Kim Cattrall is making the jump to network TV.
After a one-season stint on CBS All Access’ horror series “Tell Me a Story,” the “Sex and the City” alum is being tapped to star in and produce a Southern-tinged family soap opera “Filthy Rich,” on Fox – TVLine reported Monday.
According to the outlet, Cattrall, 62, will play the “steel azalea” matriarch of the family the series is centered on – in which Cattrall’s character, Margaret assumes control over the “larger than life” Monroe family after her patriarch husband dies in a tragic plane crash.
After the unfathomable death, Margaret and their adult children soon discover their father has been hiding illegitimate kids who are also listed in his will. Things take a turn for the worst when Margaret tries to pay them to go away – however, the newly legitimized heirs have other plans and mobilize to become part of the family empire.

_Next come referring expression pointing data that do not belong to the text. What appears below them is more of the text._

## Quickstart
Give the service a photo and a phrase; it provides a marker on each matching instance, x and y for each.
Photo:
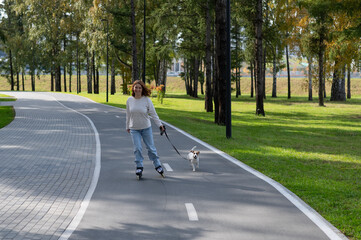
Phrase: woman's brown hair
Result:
(145, 91)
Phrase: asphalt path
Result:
(223, 199)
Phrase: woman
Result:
(139, 110)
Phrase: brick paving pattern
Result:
(47, 160)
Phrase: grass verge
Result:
(313, 151)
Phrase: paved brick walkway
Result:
(47, 161)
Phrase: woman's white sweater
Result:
(139, 112)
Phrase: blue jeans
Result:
(147, 135)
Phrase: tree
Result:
(259, 59)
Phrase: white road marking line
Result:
(167, 167)
(192, 213)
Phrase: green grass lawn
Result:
(313, 151)
(7, 113)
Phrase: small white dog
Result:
(193, 157)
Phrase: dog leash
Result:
(165, 132)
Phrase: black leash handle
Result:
(165, 132)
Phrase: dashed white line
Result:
(192, 213)
(167, 167)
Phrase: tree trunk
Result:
(288, 73)
(208, 96)
(32, 82)
(309, 59)
(196, 75)
(70, 74)
(258, 62)
(135, 70)
(348, 81)
(112, 81)
(251, 70)
(338, 85)
(52, 80)
(320, 67)
(23, 80)
(221, 49)
(64, 70)
(17, 81)
(11, 71)
(89, 73)
(274, 85)
(94, 72)
(264, 72)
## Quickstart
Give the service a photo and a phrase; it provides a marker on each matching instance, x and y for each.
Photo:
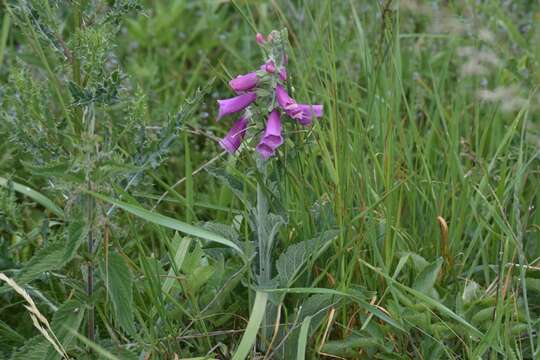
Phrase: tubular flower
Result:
(307, 112)
(270, 67)
(231, 142)
(283, 74)
(303, 113)
(235, 104)
(272, 138)
(244, 82)
(267, 86)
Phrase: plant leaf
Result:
(425, 281)
(117, 276)
(257, 314)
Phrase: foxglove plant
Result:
(262, 94)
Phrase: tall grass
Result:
(412, 205)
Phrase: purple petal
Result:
(235, 104)
(265, 151)
(272, 138)
(231, 142)
(244, 82)
(270, 67)
(283, 99)
(283, 74)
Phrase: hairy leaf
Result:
(117, 276)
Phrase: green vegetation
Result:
(406, 219)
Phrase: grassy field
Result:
(403, 224)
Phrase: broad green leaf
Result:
(250, 335)
(117, 276)
(34, 195)
(8, 336)
(180, 246)
(99, 350)
(54, 255)
(35, 348)
(51, 257)
(363, 303)
(168, 222)
(290, 263)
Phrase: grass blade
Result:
(168, 222)
(34, 195)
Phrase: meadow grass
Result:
(419, 185)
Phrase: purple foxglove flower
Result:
(272, 138)
(307, 112)
(235, 104)
(283, 74)
(244, 82)
(260, 38)
(270, 66)
(231, 142)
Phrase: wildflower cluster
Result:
(264, 89)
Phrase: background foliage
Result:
(411, 207)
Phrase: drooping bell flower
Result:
(235, 104)
(303, 113)
(272, 137)
(283, 99)
(283, 74)
(231, 142)
(244, 82)
(270, 67)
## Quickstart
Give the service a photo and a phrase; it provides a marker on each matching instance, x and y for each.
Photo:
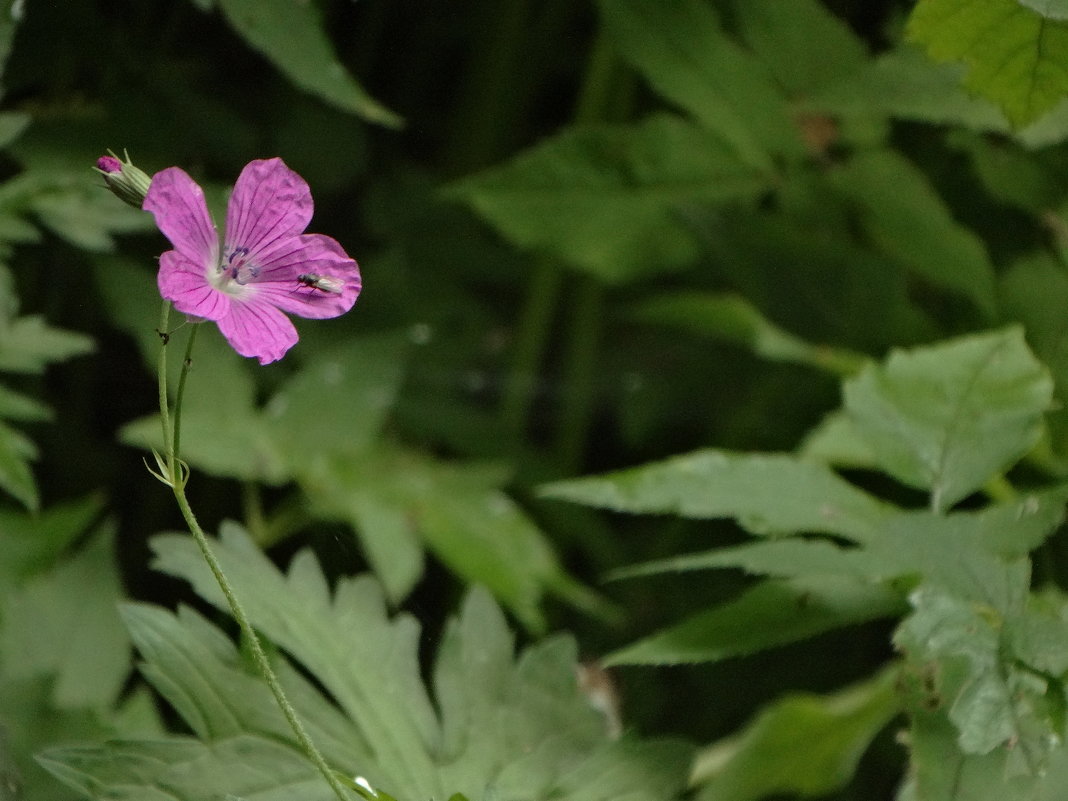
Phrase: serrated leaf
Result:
(29, 344)
(457, 512)
(32, 543)
(336, 404)
(291, 34)
(1049, 9)
(606, 199)
(907, 219)
(64, 623)
(1014, 55)
(769, 614)
(803, 743)
(949, 417)
(733, 318)
(680, 48)
(804, 45)
(16, 478)
(768, 493)
(506, 727)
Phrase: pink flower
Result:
(262, 267)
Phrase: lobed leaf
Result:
(769, 495)
(949, 417)
(291, 34)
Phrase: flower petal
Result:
(177, 204)
(312, 254)
(256, 328)
(182, 281)
(270, 204)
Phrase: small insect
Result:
(323, 283)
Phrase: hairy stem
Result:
(178, 475)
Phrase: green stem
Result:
(177, 476)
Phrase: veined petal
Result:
(182, 281)
(177, 204)
(311, 255)
(270, 204)
(255, 328)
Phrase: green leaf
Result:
(456, 511)
(1015, 56)
(16, 477)
(1034, 291)
(803, 743)
(64, 623)
(1049, 9)
(32, 543)
(679, 47)
(29, 344)
(769, 614)
(905, 83)
(803, 44)
(768, 495)
(17, 406)
(499, 726)
(905, 217)
(991, 700)
(291, 34)
(949, 417)
(606, 199)
(733, 318)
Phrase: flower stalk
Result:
(174, 473)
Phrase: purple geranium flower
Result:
(262, 267)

The report of Cattrall’s new role comes three months after “SATC” writer and executive producer Michael Patrick King revealed to the Hollywood Reporter’s Origins podcast that the ongoing and public feud between Cattrall and fellow co-star Sarah Jessica Parker dated back to the beginning of the show.
King explained that since Bradshaw was the biggest name when the first season aired, she took home the biggest paycheck.
“The show doesn’t exist if Sarah Jessica wasn’t the blonde star of the show, that’s number one. Kim was not at the height of her career, Kristin was under her in terms of notability, Cynthia was a theater actor — and their contracts reflected that status,” he said. “As the show progressed, the characters, everybody grew, it became a family. Kristin, Cynthia and Sarah Jessica became one group, and Kim never joined mentally.
King continued: “Kim fought and said, ‘I’m everyone’s favorite.’ … (Parker’s) name was contractually, legally, righteously, the only name on the poster due to the fact that she was a movie star in 1998 when the series started and she did a leap to do a show about sex on (HBO), the channel that did the fights, and it doesn’t matter how popular you are.
“I guess for Kim it didn’t matter how much the raise became if there was never parity, but there was never going to be parity.”
At the time, King also slammed Cattrall for fabricating a “revisionist history” about her time working on the show, telling the magazine’s podcast that she made up her side of the story.
“People do things, they make stuff up based on what they want to tell themselves,” he said. “All I know is that show was spectacular for everyone involved. It was a spectacular success and you have to work very hard to make that 'Sex and the City' story be something that was not good for you, and for some reason, Kim thinks something happened to her on that show that was not good for her.”